Life on a Rogue Planet
Planets with no host stars wouldn’t be very hospitable, but life might still find a way to hang in
A “rogue” exoplanet with the preliminary name PSO J318.5-22 has been detected by a group of astronomers led by Michael Liu from the University of Hawaii at Manoa. By “rogue planet,” astronomers mean one that has no host star – it wanders alone through galactic space.
This particular world is a Jupiter-type gas giant, located about 80 light years from Earth in a collection of young (less than 50 million years old) stars in the Beta Pictoris moving group. With only about six times the mass of Jupiter, PSO J318.5-22 is one of the least massive rogue planets detected so far. It’s a sub-brown dwarf, even less massive than a brown dwarf (a gas giant that failed to become a star).
Radiation levels within this type of planet are very high, with a seamless transition from gas to liquid in the deep atmosphere. Convection would move any organic compounds at the surface down into the interior, where they would encounter extreme temperatures and pressures. Thus, life within a gas giant like PSO J318.5-22 has to be considered extremely unlikely. But the rogue planet could be accompanied by a large moon, whose subsurface could be a potential abode of life.
The discovery gives credence to the notion that rogue planets might be very common. By some estimates, there could be as many as 100,000 of these nomads for each star in our galaxy!

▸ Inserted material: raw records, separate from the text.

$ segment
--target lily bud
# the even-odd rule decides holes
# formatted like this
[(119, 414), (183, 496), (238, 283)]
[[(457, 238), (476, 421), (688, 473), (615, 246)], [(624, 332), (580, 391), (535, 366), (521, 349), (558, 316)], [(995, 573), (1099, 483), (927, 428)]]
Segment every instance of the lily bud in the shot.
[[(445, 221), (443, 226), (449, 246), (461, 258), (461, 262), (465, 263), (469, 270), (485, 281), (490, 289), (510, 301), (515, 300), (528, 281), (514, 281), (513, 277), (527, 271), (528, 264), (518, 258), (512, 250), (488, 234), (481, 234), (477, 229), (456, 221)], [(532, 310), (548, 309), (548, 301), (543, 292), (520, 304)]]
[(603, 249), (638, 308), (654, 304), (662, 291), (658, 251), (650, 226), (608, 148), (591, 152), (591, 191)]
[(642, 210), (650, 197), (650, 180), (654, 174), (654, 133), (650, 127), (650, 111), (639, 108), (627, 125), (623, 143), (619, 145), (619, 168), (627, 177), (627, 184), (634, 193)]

According to current theories about solar system formation, small, rocky planets sometimes come close to very large planets in the chaotic early stages before their orbits stabilize. Such close encounters could potentially hurl the smaller planets out of the solar system entirely, leaving them to wander the galaxy as nomads. In fact, the Mars-size object that collided or had a near-collision with the early Earth (resulting in our unusually large Moon) is thought to have become a rogue planet.

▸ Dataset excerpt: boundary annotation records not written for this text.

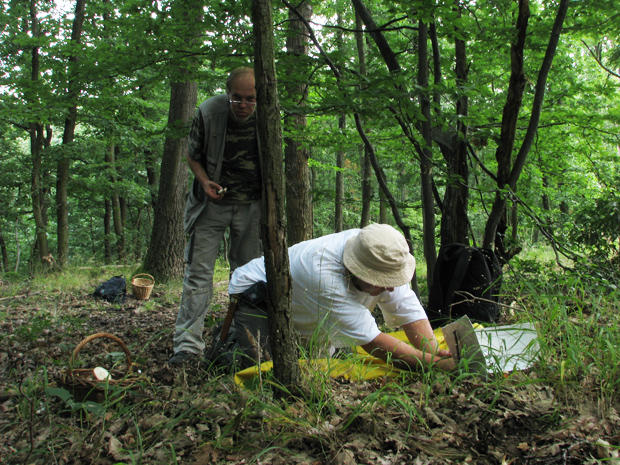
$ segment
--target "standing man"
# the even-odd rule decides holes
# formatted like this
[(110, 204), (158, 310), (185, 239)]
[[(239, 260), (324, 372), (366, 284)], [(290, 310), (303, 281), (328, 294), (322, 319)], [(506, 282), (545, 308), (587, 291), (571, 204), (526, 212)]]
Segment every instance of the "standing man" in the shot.
[(185, 207), (183, 297), (170, 364), (202, 354), (204, 320), (213, 295), (213, 271), (230, 228), (231, 273), (261, 255), (261, 164), (256, 132), (254, 70), (237, 68), (226, 94), (203, 102), (189, 134), (187, 163), (194, 182)]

Any planet bumped in this way from its original solar system might be very Earthlike, and life could already have taken hold. Once ejected, the atmosphere would freeze to the surface. However, heat from radioactivity in the core could provide enough energy to keep an ocean of water beneath the icy surface. And it’s distinctly possible that unicellular life and even subsurface life at hydrothermal vents could develop on this kind of “Steppenwolf planet.”
Under certain conditions, an ice layer might not even be necessary. A thick atmosphere of molecular hydrogen could provide enough pressure and insulation to keep liquid water on the surface, if the atmosphere had 100 to 10,000 times the pressure of Earth’s and the planet was ejected quickly. In that case, once again, the planet might retain primitive forms of life.
Thus, even if a planet loses its star, it doesn’t mean necessarily that it loses its inhabitants. Life can find many ways to persist.